Ces quelques remarques portent sur les nouveaux flux migratoires et les demandeurs d’asile.  Il convient de revenir un instant sur les formes multiples de discriminations ouvertes ou déguisées dont souffrent les immigrés, surtout d’origine arabe et musulmane dans les pays européens d’immigration.  Ces discriminations ont toujours existé, mais elles se sont multipliées depuis les années 90 et particulièrement après le 11 septembre ?  Elles résultent de l’aggravation de deux processus :  la différenciation et la stigmatisation ethniques[6]. Pour A.Réa, la différenciation ethnique réside dans l’opposition entre le « nous » et le « eux » d’une spécificité imaginaire mobilisant de part et d’autre des référents culturels.  Elle découle soit d’une souscription identitaire (auto définition ethnique) soit d’une prescription identitaire  (des individus d’un groupe minorisé se voient assigner une identité ethnique par ceux du groupe majoritaire).  Cette différenciation identitaire peut relever d’une simple ethnicité symbolique.  Mais elle peut aussi prendre des formes plus affirmées sous forme de « replis communautaires ».  Mais les communautés ainsi produites ne deviennent des minorités ethniques que lorsque la différenciation se double d’une infériorisation dès lors que l’attribut ethnique (par ex : marocain ou turc) est érigé en stigmate.  En Europe, depuis l’arrêt de l’immigration en 1974 et les politique de regroupement familial avec les transformations induites en terme de féminisation de l’immigration, de rajeunissement, ghettoïsation urbaine et de  visibilisation, la stigmatisation des turcs, des pakistanais et des marocains est devenue monnaie courante.  Plus grave, depuis la fin du système bi-polaire et la disparition de l’Union Soviétique et surtout du 11 sept. 2001, la stigmatisation ethnique s’est doublée d’une stigmatisation plus insidieuse encore car elle se fixe sur un nouvel attribut : l’origine musulmane de ces migrants anciens et nouveaux  Au point que dans tous les pays européens, mais à des degrés divers, l’interrogation sur l’Islam s’est transformée en « angoisse collective ».

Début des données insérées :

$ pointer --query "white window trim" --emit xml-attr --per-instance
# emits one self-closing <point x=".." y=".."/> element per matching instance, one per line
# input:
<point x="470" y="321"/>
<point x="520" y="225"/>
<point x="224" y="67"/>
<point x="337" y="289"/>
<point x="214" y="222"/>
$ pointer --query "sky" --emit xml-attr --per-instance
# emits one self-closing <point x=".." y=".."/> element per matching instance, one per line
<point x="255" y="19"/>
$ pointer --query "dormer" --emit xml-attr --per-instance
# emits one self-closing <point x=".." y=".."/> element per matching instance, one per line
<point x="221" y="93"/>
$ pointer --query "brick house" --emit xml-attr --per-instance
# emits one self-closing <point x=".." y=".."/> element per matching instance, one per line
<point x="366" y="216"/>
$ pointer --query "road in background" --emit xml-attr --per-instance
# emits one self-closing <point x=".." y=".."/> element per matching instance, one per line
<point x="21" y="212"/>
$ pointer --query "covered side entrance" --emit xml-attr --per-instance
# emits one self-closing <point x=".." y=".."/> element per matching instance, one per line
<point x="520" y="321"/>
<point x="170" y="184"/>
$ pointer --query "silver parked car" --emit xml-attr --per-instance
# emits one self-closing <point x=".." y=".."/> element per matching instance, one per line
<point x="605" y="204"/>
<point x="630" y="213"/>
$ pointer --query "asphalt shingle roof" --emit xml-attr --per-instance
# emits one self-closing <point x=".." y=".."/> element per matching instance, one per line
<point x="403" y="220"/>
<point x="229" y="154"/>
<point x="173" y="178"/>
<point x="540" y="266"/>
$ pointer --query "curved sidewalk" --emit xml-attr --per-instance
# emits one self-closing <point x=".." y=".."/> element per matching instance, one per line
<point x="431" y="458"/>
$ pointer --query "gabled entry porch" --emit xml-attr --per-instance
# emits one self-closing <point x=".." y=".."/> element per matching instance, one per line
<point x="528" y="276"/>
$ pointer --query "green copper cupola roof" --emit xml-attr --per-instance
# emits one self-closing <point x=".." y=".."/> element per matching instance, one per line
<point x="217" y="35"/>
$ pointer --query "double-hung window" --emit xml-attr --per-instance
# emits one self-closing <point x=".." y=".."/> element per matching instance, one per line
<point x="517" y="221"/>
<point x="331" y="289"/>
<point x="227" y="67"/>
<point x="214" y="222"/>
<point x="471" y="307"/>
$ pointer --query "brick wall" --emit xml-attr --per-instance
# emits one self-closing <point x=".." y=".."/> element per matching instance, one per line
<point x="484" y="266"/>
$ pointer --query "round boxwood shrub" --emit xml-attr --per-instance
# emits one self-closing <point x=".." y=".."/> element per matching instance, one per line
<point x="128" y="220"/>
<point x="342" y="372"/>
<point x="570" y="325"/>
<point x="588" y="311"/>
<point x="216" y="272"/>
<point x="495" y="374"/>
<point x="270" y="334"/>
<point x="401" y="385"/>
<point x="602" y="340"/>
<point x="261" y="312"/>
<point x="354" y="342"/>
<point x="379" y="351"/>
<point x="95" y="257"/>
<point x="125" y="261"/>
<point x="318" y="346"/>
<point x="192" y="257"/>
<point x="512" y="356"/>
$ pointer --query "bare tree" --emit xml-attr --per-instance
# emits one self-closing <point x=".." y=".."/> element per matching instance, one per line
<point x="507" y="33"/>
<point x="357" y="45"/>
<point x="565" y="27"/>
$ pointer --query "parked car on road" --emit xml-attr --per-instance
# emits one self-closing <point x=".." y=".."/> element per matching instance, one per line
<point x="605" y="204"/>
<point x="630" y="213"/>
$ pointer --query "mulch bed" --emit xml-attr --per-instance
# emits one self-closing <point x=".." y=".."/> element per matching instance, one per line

Cette perception conflictuelle se traduit dans des sondages d’opinion réalisés dans les pays européens où 80% des français pour ne prendre que cet exemple, disent avoir peur de l’Islam.  Certains hommes politique, et pas seulement d’extrême droite, capitalisent sur ces peurs en parlant « d’invasion » ou du « retorno del moro » à propos de l’immigration et en déclarant l’Islam « inassimilable » « in-intégrable » et incompatible avec les valeurs démocratiques des sociétés européennes, voire en le considérant comme une « menace identitaire ».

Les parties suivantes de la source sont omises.